Tuesday, August 05, 2008

Imagine

Imagine there's no heaven,
It's easy if you try,
No hell below us,
Above us only sky

The opening lyrics of John Lennon's Imagine. This is a song which I, like many people, always ranked high on my list of most beautiful songs. When I started actively seeking God, however, I started having problems with it. I think it likely that John Lennon was an atheist. His message was not anchored in any religious belief.

Or was it?

I've always hated when people - usually English teachers - argue what a poem means by trying to get into the head of the writer. I think it much more productive to get into the head of the reader. Isn't that how poetry differs from prose? At least in degree if not in kind. If a writer of poetry wanted to simply tell you what he thought, wouldn't he just say "I love her" rather than telling us that his love is a red, red rose...? Poetry is using language to tell truths that can't be fully told in another way. It does this by getting the reader to supply much of the truth. That is, I think, the power of poetry.

So, back to my Imagine. As I moved toward God over the past half dozen years or so, I found myself less and less comfortable with this song I loved so much in my youth.
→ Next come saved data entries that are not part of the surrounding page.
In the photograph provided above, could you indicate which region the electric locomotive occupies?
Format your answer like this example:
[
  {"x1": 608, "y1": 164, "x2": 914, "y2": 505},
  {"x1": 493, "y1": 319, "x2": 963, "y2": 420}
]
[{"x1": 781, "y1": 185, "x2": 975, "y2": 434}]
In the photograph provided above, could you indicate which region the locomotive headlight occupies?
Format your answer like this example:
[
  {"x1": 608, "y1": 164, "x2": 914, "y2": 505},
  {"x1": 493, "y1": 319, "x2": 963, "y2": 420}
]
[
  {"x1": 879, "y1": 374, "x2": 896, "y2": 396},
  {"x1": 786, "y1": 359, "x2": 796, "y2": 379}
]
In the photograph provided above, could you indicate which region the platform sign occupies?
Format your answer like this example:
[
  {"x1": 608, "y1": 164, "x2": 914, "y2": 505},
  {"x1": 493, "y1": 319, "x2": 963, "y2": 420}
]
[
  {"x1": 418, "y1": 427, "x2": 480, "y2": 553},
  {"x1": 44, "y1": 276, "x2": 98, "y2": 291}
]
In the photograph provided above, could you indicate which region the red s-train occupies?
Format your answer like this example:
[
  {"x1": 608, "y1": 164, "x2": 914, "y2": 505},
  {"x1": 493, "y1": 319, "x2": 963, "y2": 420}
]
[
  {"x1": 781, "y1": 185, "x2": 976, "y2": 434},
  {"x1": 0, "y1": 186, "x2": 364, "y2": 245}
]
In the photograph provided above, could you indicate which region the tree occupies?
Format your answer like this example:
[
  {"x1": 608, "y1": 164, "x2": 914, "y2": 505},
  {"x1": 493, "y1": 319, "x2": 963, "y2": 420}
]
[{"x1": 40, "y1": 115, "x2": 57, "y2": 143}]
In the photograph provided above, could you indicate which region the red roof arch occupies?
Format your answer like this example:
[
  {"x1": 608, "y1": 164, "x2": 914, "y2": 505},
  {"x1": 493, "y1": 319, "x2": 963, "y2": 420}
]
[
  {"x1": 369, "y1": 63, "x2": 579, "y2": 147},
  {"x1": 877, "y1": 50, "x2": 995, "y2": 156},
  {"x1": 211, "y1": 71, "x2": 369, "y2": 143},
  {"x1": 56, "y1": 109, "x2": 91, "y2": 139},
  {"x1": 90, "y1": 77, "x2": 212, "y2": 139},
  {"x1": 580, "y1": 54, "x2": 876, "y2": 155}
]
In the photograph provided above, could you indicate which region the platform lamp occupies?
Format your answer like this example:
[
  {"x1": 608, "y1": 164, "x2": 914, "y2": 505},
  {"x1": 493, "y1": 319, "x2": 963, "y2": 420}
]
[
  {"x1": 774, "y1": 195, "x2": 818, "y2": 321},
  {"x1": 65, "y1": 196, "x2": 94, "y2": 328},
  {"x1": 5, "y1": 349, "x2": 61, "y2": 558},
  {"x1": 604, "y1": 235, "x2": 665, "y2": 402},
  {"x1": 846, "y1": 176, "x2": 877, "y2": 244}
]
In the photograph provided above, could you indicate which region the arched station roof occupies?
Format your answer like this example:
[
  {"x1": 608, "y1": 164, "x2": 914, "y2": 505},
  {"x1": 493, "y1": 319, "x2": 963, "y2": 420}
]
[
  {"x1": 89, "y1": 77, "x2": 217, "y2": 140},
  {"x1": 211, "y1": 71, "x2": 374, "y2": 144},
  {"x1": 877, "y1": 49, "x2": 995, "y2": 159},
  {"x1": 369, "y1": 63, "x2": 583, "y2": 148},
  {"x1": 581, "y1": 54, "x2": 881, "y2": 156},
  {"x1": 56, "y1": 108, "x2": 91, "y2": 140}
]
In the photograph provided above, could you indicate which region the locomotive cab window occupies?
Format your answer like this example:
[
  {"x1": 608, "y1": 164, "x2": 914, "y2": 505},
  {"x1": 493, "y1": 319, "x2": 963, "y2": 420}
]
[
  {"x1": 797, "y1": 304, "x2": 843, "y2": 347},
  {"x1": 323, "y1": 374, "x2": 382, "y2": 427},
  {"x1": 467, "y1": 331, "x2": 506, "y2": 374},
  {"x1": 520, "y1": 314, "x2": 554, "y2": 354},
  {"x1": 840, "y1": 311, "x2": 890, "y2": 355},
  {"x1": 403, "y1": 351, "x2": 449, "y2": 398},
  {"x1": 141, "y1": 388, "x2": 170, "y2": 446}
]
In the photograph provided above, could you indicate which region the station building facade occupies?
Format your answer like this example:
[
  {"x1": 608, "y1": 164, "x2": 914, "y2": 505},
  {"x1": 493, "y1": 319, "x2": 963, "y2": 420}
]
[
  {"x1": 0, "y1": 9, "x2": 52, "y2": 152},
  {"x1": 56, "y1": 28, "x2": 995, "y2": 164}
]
I've lost many things on this journey toward God, but not much that I regret losing. Imagine was an exception. When it came on the radio, I'd find myself lamenting the beauty I once found there.

Imagine there's no heaven...


How can such a sublime song, one which always touched me in such a profound way, how could it be so against this new beautiful thing I had found?

The answer, I think, is it can't. I've finally come to understand Imagine to be one of the most deeply religious songs I know. John Lennon was probably, as far as I can tell, an atheist. But he was, like all of us, created in God's image, whether he liked it or not. And he, like all of us, was being called by God. He had somewhere deep within him, like we all do, a sense of Eden, a sense of our pre-fallen existence. And isn't that the picture he is painting in this song? Wasn't it the case that there was no heaven and hell in the beginning - everything was united? Isn't hell just separation from God? Or if not (my theology might be off?), if not, wasn't it at least the case that Adam and Eve were not aware of heaven and hell? ANd did they have religion? I don't think so. Not, at least, in the sense that we mean it. They didn't need faith. They simply existed--with God. Where's the religion in that?

John Lennon, I think, was listening to his inner longings and wrote this beautiful song in response, while all the time not fully understanding its ultimate source. I really don't care about his conscious thoughts about the song. What matters is what he said -- or rather what the song says -- to me!

So, that's what I woke up thinking about.

Thanks God for giving me back Imagine.